Quando tu mi hai visto a prua, stavo ascoltando il mare, come tanti anni fa, non ricordo nemmeno quanti. E lui era inquieto, nervoso e molto triste.

Vedi, laggiù a sud? Il cielo anzichè rischiararsi, sta diventando sempre più nero. Non vedi come è livido e cupo il mare?

Fra non molto qui ci sarà un tremendo fortunale... Qualcuno non tornerà.

Il mare lo sa. E per questo è inquieto e triste. Lo sa, ma non può far nulla per evitarlo.

Il mare ci parla, ma noi spesso non sappiamo ascoltarlo.

Era una notte come questa, ed era uno dei miei ultimi viaggi su quella nave. La Giorgina, così si chiamava. Eravamo in otto. La tempesta ci colse all'improvviso."
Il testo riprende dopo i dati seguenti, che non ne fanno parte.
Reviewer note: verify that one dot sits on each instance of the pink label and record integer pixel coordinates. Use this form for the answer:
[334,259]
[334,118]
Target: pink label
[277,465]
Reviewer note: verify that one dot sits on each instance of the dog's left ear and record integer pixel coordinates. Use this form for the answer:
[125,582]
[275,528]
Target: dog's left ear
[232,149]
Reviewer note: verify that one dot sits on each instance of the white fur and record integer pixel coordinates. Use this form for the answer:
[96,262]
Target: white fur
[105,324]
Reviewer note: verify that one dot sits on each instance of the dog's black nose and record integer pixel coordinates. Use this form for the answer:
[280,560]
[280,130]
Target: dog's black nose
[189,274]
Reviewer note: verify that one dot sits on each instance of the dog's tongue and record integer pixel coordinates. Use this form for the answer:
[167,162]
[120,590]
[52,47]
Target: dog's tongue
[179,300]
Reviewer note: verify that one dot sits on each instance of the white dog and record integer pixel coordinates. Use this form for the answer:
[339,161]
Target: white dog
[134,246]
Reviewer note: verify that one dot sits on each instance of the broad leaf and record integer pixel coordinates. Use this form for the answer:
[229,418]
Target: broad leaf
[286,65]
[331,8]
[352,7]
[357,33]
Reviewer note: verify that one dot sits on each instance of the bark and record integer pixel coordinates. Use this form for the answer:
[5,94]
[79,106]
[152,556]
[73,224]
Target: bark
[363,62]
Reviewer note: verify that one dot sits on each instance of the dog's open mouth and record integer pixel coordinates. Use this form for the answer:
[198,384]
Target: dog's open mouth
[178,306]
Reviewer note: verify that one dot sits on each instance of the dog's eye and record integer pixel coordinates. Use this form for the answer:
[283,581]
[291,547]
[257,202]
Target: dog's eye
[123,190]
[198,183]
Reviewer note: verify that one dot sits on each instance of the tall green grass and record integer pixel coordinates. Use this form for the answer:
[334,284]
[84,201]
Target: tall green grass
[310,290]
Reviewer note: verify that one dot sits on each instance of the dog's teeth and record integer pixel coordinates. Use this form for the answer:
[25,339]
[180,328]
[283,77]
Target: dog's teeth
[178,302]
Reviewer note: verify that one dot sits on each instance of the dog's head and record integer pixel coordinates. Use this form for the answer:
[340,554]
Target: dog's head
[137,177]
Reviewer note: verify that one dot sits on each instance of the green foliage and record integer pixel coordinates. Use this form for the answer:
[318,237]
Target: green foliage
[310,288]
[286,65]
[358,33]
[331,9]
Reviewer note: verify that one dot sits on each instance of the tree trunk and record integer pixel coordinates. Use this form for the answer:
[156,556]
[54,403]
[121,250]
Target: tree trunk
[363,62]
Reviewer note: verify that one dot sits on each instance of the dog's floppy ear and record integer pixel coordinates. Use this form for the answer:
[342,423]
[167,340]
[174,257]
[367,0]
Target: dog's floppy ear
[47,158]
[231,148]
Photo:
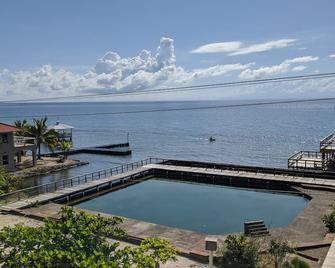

Lo sconosciuto tacque e rimase a guardare il mare di fronte a sè.

Nicola aveva ascoltato in silenzio. La sua diffidenza verso quell?uomo con l'impermeabile di incerata nera era completamente scomparsa. Quell'uomo non era uno sconosciuto. Certo non sapeva di dove fosse e da dove venisse, se fosse veramente un uomo o un fantasma e quale sortilegio l'avesse condotto fin lì ma certo era un marinaio. O forse lo era stato. Non era uno sconosciuto, era come lui.

Stava istintivamente allungando una mano per toccare quell'incerata nera, quando un rumore sordo e irregolare del motore da sotto coperta, lo richiamò bruscamente alla realtà. Lasciò l'uomo e si calò prontamente da basso. Poco dopo il rumore ritornò ritmico e rassicurante.

Quando Nicola risalì in coperta a prua non c'era più nessuno. Si diresse allora là dove si trovava quell'uomo, e , appoggiandosi al bordo, guardò verso sud, dove l'alba non riusciva a rischiarare il cielo. Guardò il mare. Veramente quell'uomo aveva ragione. Il mare era inquieto, nervoso e molto triste.

Esitò un attimo, poi si volse e si diresse risoluto verso la cabina di comando.